Closed RachelRodgers closed 1 year ago

RachelRodgers commented 3 years ago

1.) Check that coercion from factor to numeric is behaving as intended, for example:

# Adjust values
ps.melt.value.sp <- ps.melt.sp %>%
  select(c((ncol(MAP)+11):(ncol(ps.melt.sp)))) %>%
   mutate_if(is.factor, ~ as.numeric(levels(.x))[.x])

Coercion from factor to numeric requires you coerce to a character first.

2.) Merging the Baltimore classification table with the melted phyloseq data using a left_join() will likely drop taxa from your table (ie: families in your melted table that are not present in your Baltimore file), as the keep argument defaults to FALSE. Is this the intended behavior? If not, I would recommend changing this parameter to TRUE, then filtering any rows added to the table that have an empty OTU (the Baltimore file will pull in some families that may not match to any families in your melted table).

# may lose information here:
ps.melt.fixed.sp <- left_join(ps.melt.fixed.sp, baltimore, by = "Family")

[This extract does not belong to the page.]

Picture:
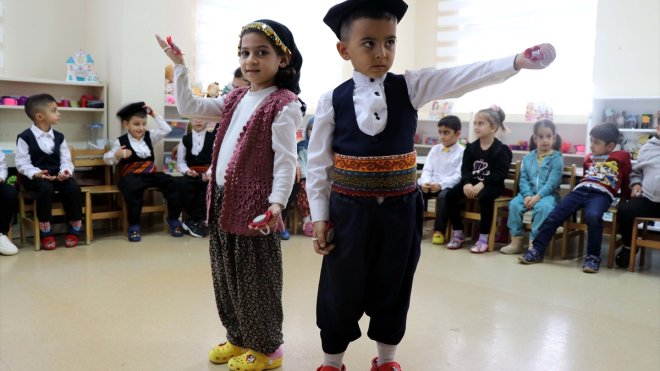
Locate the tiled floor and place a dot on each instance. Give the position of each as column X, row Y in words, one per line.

3.) When generating the standardized count object at the genus level, the default option for tax_glom is to drop any taxa for which you are missing information at the specified rank. In this case it should never be an issue (NAs aren't expected) but it would be safer to go ahead and set this parameter to FALSE in the event something upstream has gone wrong:

ps0.ge.glom <- ps0.sp %>%
  speedyseq::tax_glom("Genus", NArm = FALSE)